The Silicon Valley African Film Festival is an annual film event held in California. The festival was founded to promote an understanding and appreciation of Africa and Africans through moving images. Nigerian filmmaker Chike Nwoffiah founded the SVAFF in 2010 and has served as its director since. According to Nwoffiah, "People’s understanding of Africa was limited to the Tarzan narratives of Africa as backward, untamed and uncivilized. Those who thought they knew better, at best, saw Africa as a “country” with starving children and a people ravaged by disease and war," and Nwoffiah intended to change that.

History

2013 
The festival ran from October 11–13, 2013, in Mountain View, California. It featured an interactive forum titled African Women in Technology - A Future of Promise, in partnership with African Diaspora Network and Institute of International Education.

2016 
The 2016 SVAFF was held October 14-16 in Mountain View, California, and screened movies including My Mother's Story by Flora Suya and Fastest Woman in Africa - Rwanda’s First Cyclist Woman by Faustin Niyigena. It featured a special diaspora spotlight on Brazil. Hollywood actor Danny Glover attended the festival.

2017 
The 2017 festival ran from September 29th to October 1st at the Historic Hoover Theatre in San Jose, California. Ghanaian-Nigerian romantic comedyPotato Potahto by Shirley Frimpong-Manso premiered at the festival.

2019 
The 10th edition festival took place October 4-6 at the Historic Hoover Theatre.

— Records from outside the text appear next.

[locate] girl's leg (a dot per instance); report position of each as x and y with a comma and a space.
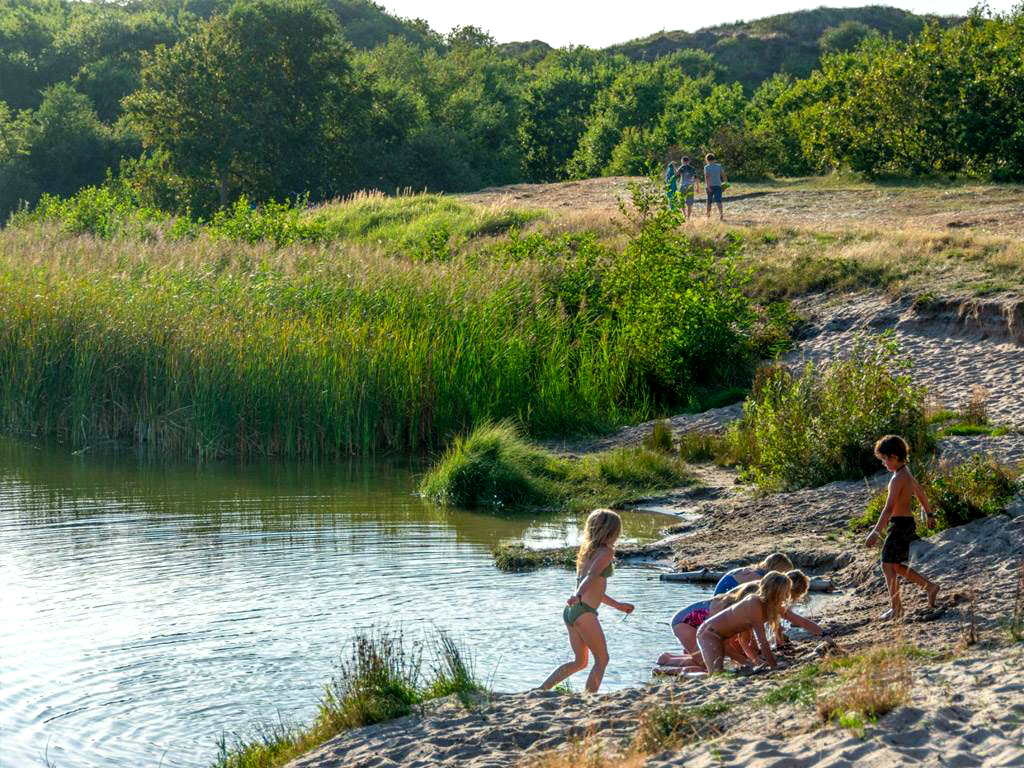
892, 582
687, 637
711, 645
914, 578
590, 630
569, 668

Amongst the films screened was Zimbabwean romantic comedy Cook Off, by Tomas Brickhill.

2020 
The 2020 festival took place online October 9-11. #LANDoftheBRAVEfilm, directed by Tim Huebschle, won the prize for the Best Narrative Feature. Short film Mébét, produced and directed by Ousman Jarju, was selected by the festival.

2021 
The 2021 festival took place October 8-10 in a hybrid form with parts of the festival held online and other parts held in-person. L’enfant de l’autre by Cameroonian-born Patricia Kwende was in competition. Two Good Hearts and Wedding Dress were selected for screening. Ntare Guma Mbaho Mwine won the Cultural Icon Award.

2022 
The most recent festival was held October 13 – 16, at Historic Theater in San Jose, California. Ugandan film Your Turn was selected for screening.